Susan B. Anthony-DAB • This source provides a short description, devoid of important details. • It includes a newspaper reporter’s description of her appearance in her thirties and follows this by noting that in her later years, “her face was lined, angular, and somewhat austere, but lighted with the spiritual beauty which life-long devotion to high purposes often imparts. She was of the militant type, and…she not infrequently displayed some of the less pleasant characteristics which such warfare is likely to produce in a soldier.” • This condescending description fails to do justice to her achievements.

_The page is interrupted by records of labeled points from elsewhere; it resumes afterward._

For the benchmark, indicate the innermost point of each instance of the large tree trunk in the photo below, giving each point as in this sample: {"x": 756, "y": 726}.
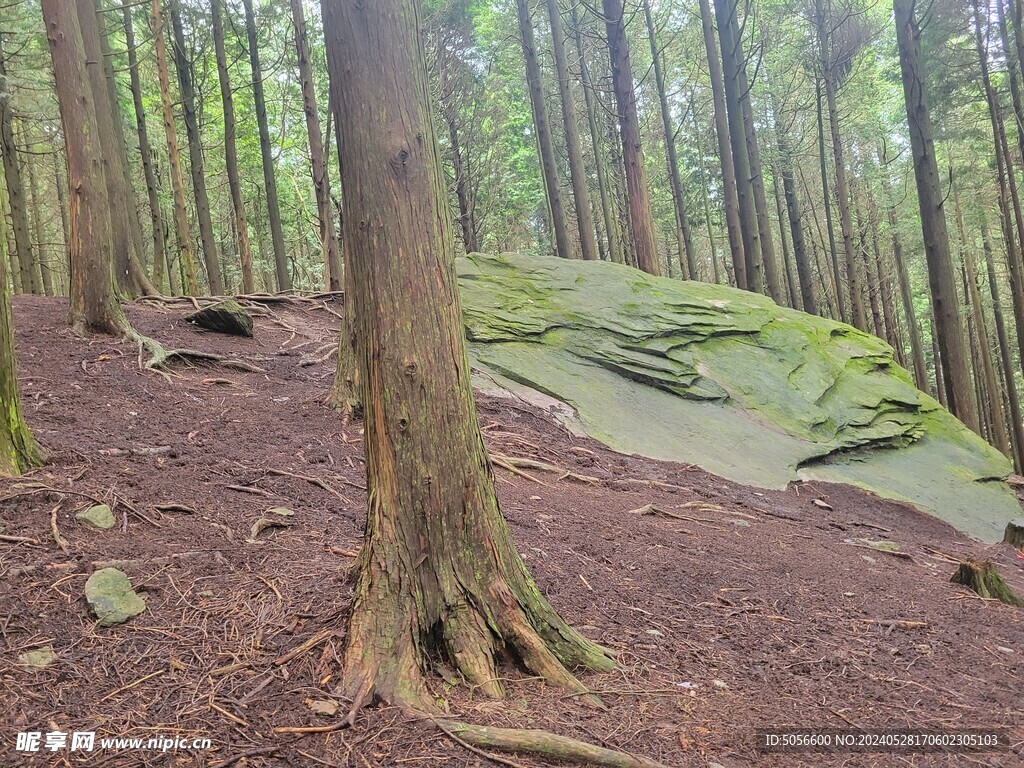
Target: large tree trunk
{"x": 322, "y": 182}
{"x": 600, "y": 162}
{"x": 182, "y": 229}
{"x": 197, "y": 165}
{"x": 231, "y": 151}
{"x": 17, "y": 448}
{"x": 93, "y": 303}
{"x": 266, "y": 154}
{"x": 544, "y": 139}
{"x": 684, "y": 241}
{"x": 581, "y": 194}
{"x": 148, "y": 170}
{"x": 641, "y": 218}
{"x": 437, "y": 569}
{"x": 28, "y": 279}
{"x": 933, "y": 221}
{"x": 732, "y": 62}
{"x": 731, "y": 202}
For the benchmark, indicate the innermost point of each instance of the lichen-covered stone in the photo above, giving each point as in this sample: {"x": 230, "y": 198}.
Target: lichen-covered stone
{"x": 98, "y": 516}
{"x": 224, "y": 317}
{"x": 727, "y": 380}
{"x": 112, "y": 597}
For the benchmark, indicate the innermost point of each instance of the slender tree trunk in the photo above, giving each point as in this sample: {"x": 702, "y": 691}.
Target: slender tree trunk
{"x": 857, "y": 315}
{"x": 322, "y": 182}
{"x": 437, "y": 567}
{"x": 269, "y": 179}
{"x": 196, "y": 163}
{"x": 60, "y": 183}
{"x": 641, "y": 218}
{"x": 17, "y": 448}
{"x": 732, "y": 62}
{"x": 930, "y": 199}
{"x": 545, "y": 142}
{"x": 600, "y": 164}
{"x": 241, "y": 225}
{"x": 93, "y": 304}
{"x": 684, "y": 240}
{"x": 1006, "y": 355}
{"x": 28, "y": 280}
{"x": 581, "y": 193}
{"x": 152, "y": 187}
{"x": 182, "y": 230}
{"x": 796, "y": 223}
{"x": 729, "y": 184}
{"x": 37, "y": 209}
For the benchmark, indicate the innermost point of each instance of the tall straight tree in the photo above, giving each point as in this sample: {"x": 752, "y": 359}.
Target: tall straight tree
{"x": 733, "y": 225}
{"x": 438, "y": 570}
{"x": 545, "y": 141}
{"x": 832, "y": 65}
{"x": 949, "y": 330}
{"x": 581, "y": 193}
{"x": 28, "y": 279}
{"x": 197, "y": 165}
{"x": 17, "y": 448}
{"x": 684, "y": 240}
{"x": 317, "y": 161}
{"x": 231, "y": 150}
{"x": 726, "y": 13}
{"x": 93, "y": 303}
{"x": 182, "y": 229}
{"x": 266, "y": 154}
{"x": 160, "y": 269}
{"x": 641, "y": 217}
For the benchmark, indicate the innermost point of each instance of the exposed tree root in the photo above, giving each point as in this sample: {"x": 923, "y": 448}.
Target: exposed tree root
{"x": 160, "y": 357}
{"x": 542, "y": 742}
{"x": 985, "y": 580}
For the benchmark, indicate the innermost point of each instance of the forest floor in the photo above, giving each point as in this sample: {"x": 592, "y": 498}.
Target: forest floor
{"x": 729, "y": 609}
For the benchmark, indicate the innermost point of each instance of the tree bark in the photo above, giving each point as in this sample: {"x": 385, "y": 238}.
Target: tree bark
{"x": 269, "y": 179}
{"x": 28, "y": 280}
{"x": 18, "y": 451}
{"x": 1006, "y": 355}
{"x": 182, "y": 229}
{"x": 729, "y": 186}
{"x": 641, "y": 218}
{"x": 578, "y": 173}
{"x": 600, "y": 163}
{"x": 148, "y": 170}
{"x": 684, "y": 240}
{"x": 732, "y": 64}
{"x": 197, "y": 165}
{"x": 322, "y": 182}
{"x": 437, "y": 568}
{"x": 545, "y": 142}
{"x": 930, "y": 199}
{"x": 93, "y": 303}
{"x": 857, "y": 314}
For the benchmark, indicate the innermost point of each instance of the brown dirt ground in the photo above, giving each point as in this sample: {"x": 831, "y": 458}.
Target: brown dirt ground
{"x": 744, "y": 610}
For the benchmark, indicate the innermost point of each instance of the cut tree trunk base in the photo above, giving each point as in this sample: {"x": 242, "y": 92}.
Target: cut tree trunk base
{"x": 985, "y": 580}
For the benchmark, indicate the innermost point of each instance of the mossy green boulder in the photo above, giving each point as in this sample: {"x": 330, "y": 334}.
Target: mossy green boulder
{"x": 728, "y": 381}
{"x": 112, "y": 597}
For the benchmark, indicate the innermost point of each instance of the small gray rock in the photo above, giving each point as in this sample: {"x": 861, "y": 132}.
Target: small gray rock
{"x": 99, "y": 516}
{"x": 40, "y": 657}
{"x": 224, "y": 317}
{"x": 112, "y": 598}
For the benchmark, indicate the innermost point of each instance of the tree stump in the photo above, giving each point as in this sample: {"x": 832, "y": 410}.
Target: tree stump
{"x": 985, "y": 580}
{"x": 1015, "y": 532}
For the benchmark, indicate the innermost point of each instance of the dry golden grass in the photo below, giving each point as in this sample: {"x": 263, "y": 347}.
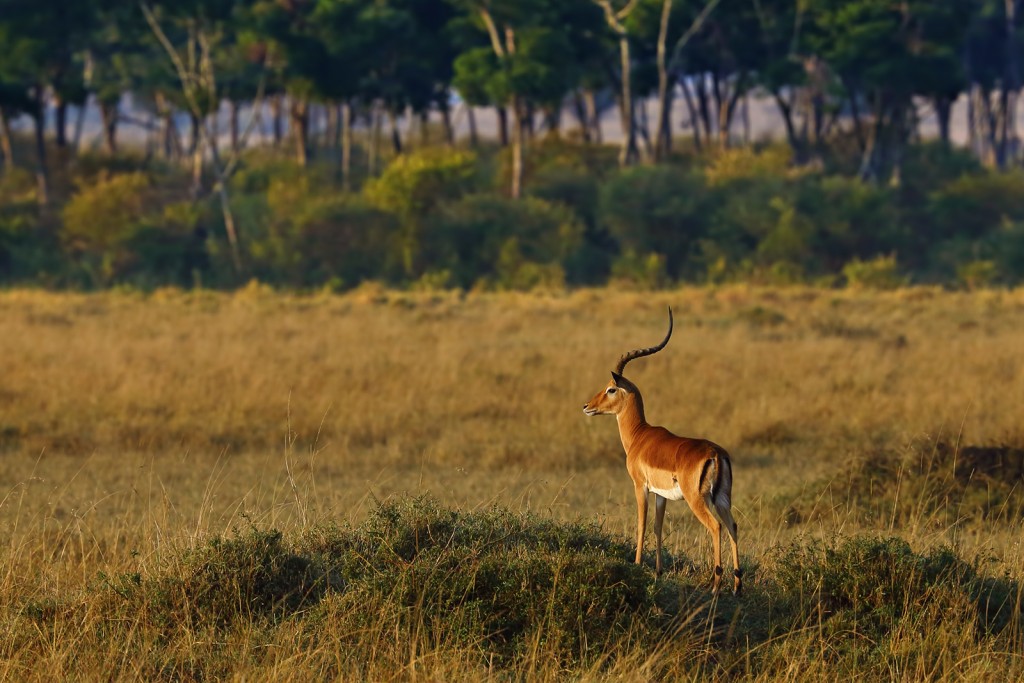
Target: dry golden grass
{"x": 131, "y": 427}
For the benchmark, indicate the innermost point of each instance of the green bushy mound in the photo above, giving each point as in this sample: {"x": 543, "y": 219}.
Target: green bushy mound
{"x": 500, "y": 589}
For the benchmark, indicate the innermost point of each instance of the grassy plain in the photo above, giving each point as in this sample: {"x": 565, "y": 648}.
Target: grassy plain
{"x": 136, "y": 428}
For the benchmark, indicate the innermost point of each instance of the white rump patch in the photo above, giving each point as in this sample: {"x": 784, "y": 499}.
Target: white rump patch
{"x": 675, "y": 494}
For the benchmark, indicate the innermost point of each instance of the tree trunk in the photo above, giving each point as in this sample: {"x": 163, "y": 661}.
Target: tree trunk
{"x": 943, "y": 111}
{"x": 705, "y": 108}
{"x": 517, "y": 134}
{"x": 796, "y": 143}
{"x": 42, "y": 172}
{"x": 195, "y": 142}
{"x": 628, "y": 150}
{"x": 446, "y": 122}
{"x": 691, "y": 108}
{"x": 79, "y": 126}
{"x": 727, "y": 111}
{"x": 375, "y": 137}
{"x": 474, "y": 137}
{"x": 424, "y": 128}
{"x": 60, "y": 122}
{"x": 5, "y": 146}
{"x": 232, "y": 123}
{"x": 590, "y": 99}
{"x": 299, "y": 113}
{"x": 868, "y": 160}
{"x": 1011, "y": 85}
{"x": 276, "y": 123}
{"x": 581, "y": 112}
{"x": 346, "y": 146}
{"x": 395, "y": 135}
{"x": 858, "y": 129}
{"x": 663, "y": 136}
{"x": 109, "y": 116}
{"x": 503, "y": 126}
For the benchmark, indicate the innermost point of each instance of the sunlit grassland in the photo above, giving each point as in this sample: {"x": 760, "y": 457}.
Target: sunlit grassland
{"x": 134, "y": 428}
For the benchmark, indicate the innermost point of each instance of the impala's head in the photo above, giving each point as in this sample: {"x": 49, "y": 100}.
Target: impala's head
{"x": 620, "y": 392}
{"x": 612, "y": 398}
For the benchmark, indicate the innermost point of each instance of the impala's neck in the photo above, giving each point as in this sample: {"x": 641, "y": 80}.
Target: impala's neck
{"x": 631, "y": 420}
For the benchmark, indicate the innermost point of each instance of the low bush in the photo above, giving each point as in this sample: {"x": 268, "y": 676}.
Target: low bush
{"x": 505, "y": 592}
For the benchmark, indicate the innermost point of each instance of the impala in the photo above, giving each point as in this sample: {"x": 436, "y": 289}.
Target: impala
{"x": 669, "y": 466}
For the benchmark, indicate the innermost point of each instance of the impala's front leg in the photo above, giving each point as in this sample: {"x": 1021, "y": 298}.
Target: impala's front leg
{"x": 641, "y": 493}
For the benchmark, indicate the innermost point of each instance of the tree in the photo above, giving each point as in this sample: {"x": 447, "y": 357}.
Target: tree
{"x": 536, "y": 56}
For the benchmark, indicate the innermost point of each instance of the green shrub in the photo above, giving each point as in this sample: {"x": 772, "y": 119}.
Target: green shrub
{"x": 29, "y": 247}
{"x": 642, "y": 271}
{"x": 974, "y": 206}
{"x": 302, "y": 236}
{"x": 978, "y": 273}
{"x": 122, "y": 228}
{"x": 655, "y": 209}
{"x": 494, "y": 238}
{"x": 414, "y": 185}
{"x": 878, "y": 273}
{"x": 570, "y": 185}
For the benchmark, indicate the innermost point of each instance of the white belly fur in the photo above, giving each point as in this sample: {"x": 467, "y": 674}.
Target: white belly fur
{"x": 675, "y": 494}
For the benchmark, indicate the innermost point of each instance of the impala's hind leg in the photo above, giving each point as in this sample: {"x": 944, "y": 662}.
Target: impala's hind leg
{"x": 658, "y": 521}
{"x": 707, "y": 516}
{"x": 725, "y": 514}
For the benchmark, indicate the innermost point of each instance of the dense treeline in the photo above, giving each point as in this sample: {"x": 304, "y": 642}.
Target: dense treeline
{"x": 852, "y": 194}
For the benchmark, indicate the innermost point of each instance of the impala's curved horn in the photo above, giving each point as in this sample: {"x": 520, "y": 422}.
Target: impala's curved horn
{"x": 640, "y": 352}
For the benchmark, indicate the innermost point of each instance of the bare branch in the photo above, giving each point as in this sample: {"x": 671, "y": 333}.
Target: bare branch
{"x": 686, "y": 37}
{"x": 496, "y": 39}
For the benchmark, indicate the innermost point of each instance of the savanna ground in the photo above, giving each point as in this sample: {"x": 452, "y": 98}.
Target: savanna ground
{"x": 198, "y": 485}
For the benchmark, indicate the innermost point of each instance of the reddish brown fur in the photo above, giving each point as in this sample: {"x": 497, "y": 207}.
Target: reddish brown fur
{"x": 657, "y": 459}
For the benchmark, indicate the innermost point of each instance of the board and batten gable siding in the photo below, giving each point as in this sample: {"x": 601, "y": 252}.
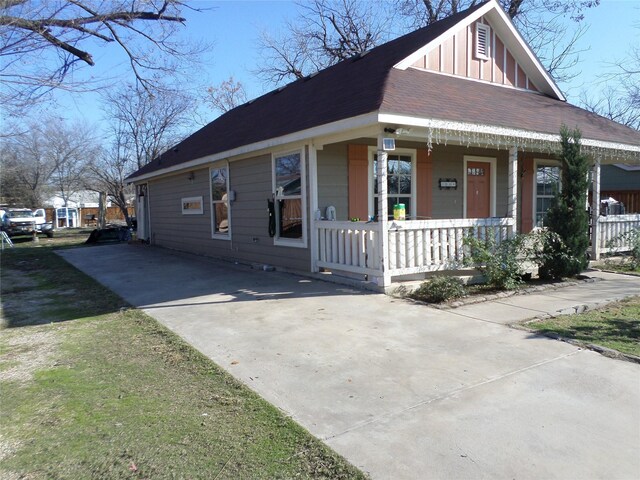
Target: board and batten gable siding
{"x": 169, "y": 227}
{"x": 333, "y": 184}
{"x": 251, "y": 179}
{"x": 456, "y": 56}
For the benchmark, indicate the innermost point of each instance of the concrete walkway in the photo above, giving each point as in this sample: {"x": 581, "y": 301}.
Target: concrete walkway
{"x": 401, "y": 390}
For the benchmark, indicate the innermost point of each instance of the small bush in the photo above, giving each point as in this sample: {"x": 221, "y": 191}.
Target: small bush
{"x": 632, "y": 240}
{"x": 440, "y": 289}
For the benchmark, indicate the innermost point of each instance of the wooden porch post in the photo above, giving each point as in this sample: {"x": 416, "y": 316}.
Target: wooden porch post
{"x": 383, "y": 213}
{"x": 313, "y": 197}
{"x": 512, "y": 190}
{"x": 595, "y": 212}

Susan B. Anthony- ANB • Exploring her activities more in depth, this source describes her tireless efforts as she constantly traveled throughout the country to deliver lectures. • It also remarks that she went beyond women’s suffrage by using her fame to give any women’s organization access to a national platform. She also promoted the idea of universal suffrage. • It asserts that she dedicated herself to ensuring that the history of the women’s movement survived. She accomplished this through her biography, based on a large archive she accumulated, and the 3 volume, History of Woman Suffrage, to which she contributed. She personally sent these works to thousands of academic and public libraries.
Conclusion • In many ways the modern American National Biography gives American women the historical credit they deserve. • It not only includes more women, but offers biographies that explore their full accomplishments and contributions. • It uses modern scholarship to include the most important details on the figures that it portrays. • The extensive bibliographies, that follow each entry, list most primary sources available, as well as their locations. They also include accessible and current secondary source treatment of each figure.